LOS ANGELES — About a dozen House races from San Diego to Sacramento remained hotly contested Tuesday as early returns showed political incumbents in a handful of California districts maintaining a razor-thin edge.
The state’s congressional races drew intense interest from national Democrats and Republicans alike this year, after California’s independent redistricting process transformed them from gerrymandered strongholds to free-for-alls in which once-safe, long-serving lawmakers fought for their political lives.
In one of the newly drawn districts in the rural San Joaquin Valley, early returns showed freshman Republican Rep. Jeff Denham staving off his Democratic challenger, former NASA astronaut Jose Hernandez.
The district, split evenly between Democrats and Republicans, attracted more than $8 million from political action committees and other outside groups, making it the nation’s seventh-most expensive in terms of outside spending.
Democratic Reps. John Garamendi and Jerry McNerney in the Central Valley and Lois Capps in Santa Barbara, as well as their GOP colleagues Reps. Brian Bilbray of San Diego and Mary Bono Mack of Palm Springs, also held narrow leads, early returns showed.
One exception was Democratic Rep. Pete Stark, the longest-serving member of California’s largest-in-the-nation congressional delegation, who early returns showed was trailing behind his challenger, fellow Democrat and Dublin City Councilman Eric Swalwell.
Some of the most negative election battles this year pitted candidates from the same party against one another, thanks to California’s new top-two primary.
Democratic House members Rep. Brad Sherman and Rep. Howard Berman pitched a battle over a single San Fernando Valley seat that even got physical when Sherman roughly grabbed the smaller Berman by the shoulder during a debate, pulled him toward his chest and hollered, “You want to get into this?”

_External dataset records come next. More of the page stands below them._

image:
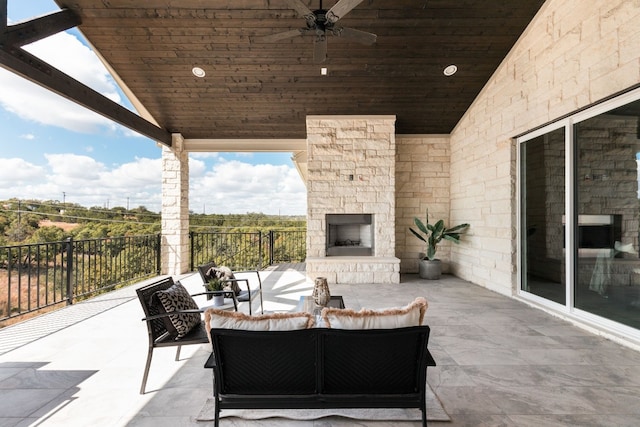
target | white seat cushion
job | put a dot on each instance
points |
(411, 315)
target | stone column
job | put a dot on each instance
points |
(175, 208)
(351, 169)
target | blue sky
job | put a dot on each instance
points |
(55, 150)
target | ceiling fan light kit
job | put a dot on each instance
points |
(322, 23)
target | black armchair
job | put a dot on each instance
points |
(155, 316)
(245, 295)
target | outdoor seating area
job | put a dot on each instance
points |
(499, 362)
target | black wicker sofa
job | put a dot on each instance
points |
(320, 368)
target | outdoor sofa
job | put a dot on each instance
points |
(281, 361)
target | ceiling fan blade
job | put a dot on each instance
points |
(302, 10)
(355, 35)
(340, 9)
(320, 49)
(278, 36)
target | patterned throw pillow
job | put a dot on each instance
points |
(177, 298)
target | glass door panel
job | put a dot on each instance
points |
(607, 279)
(542, 169)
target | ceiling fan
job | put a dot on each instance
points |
(322, 23)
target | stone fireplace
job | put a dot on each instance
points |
(351, 199)
(349, 235)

The two major parties reported raising and spending millions in California on 2012 but kept a keen eye on the 2014 midterm elections, when Democrats believe they stand a good chance at retaking a majority.
The state’s delegation is 33 Democrats and 19 Republicans, with the seat of former Democratic Rep. Dennis Cardoza up for grabs next year after he resigned in August when the fall ballot was already set.
The desert communities near Palm Springs became one of the hottest battlegrounds, where Rep. Bono Mack sought to fend off Harvard-educated physician Raul Ruiz, an effective Democratic fundraiser adept at mobilizing the district’s growing swath of Hispanic voters.
The race typified the influence of money and the negative tone in many congressional races this year.
Last week, Ruiz got major cash infusions from the Democratic Party’s congressional arm and a super PAC founded by the son of liberal billionaire George Soros, after being hit with a barrage of attack ads from Bono Mack highlighting his participation in a 1997 Thanksgiving Day protest at Plymouth Rock in which several Native American activists were arrested. Ruiz was never charged in the incident.
Bono Mack, an eight-term congresswoman who co-chairs Mitt Romney’s California team, called her opponent “un-American” for failing to discuss his involvement early on. She acknowledged the race had been her most competitive since she was elected in 1998 to fill the seat of her late husband, entertainer Sonny Bono.
“This candidate is willing to say anything to any group of people in order to get them to side with him,” she said in an interview.
Ruiz’s campaign, in turn, highlighted an email in which Mack referred to part of her district as a “third world toilet.”
“We have enormous differences and disparities in income and job availability and education here,” he said in an interview. “It’s unfortunate that Congresswoman Bono Mack does not want to talk about what is really important.”
Democrats and Republicans also have been dueling in tight races in several congressional districts surrounding Sacramento.
San Diego’s 52nd district, where Republican Rep. Brian Bilbray is trying to fend off Democratic challenger Scott Peters, also was considered a tossup.
As of Tuesday, outside groups had spent nearly $8.3 million on the race, making it the nation’s sixth-most expensive in terms of outside spending. By comparison, the campaigns together had spent $4.1 million through Sept. 30, the most recent figures available.
All told, super PACs and other outside groups flooded California’s House races with more money than any other state under new rules allowing unrestricted outside political spending . By Tuesday, spending had reached nearly $54 million, according to the Center for Responsive Politics.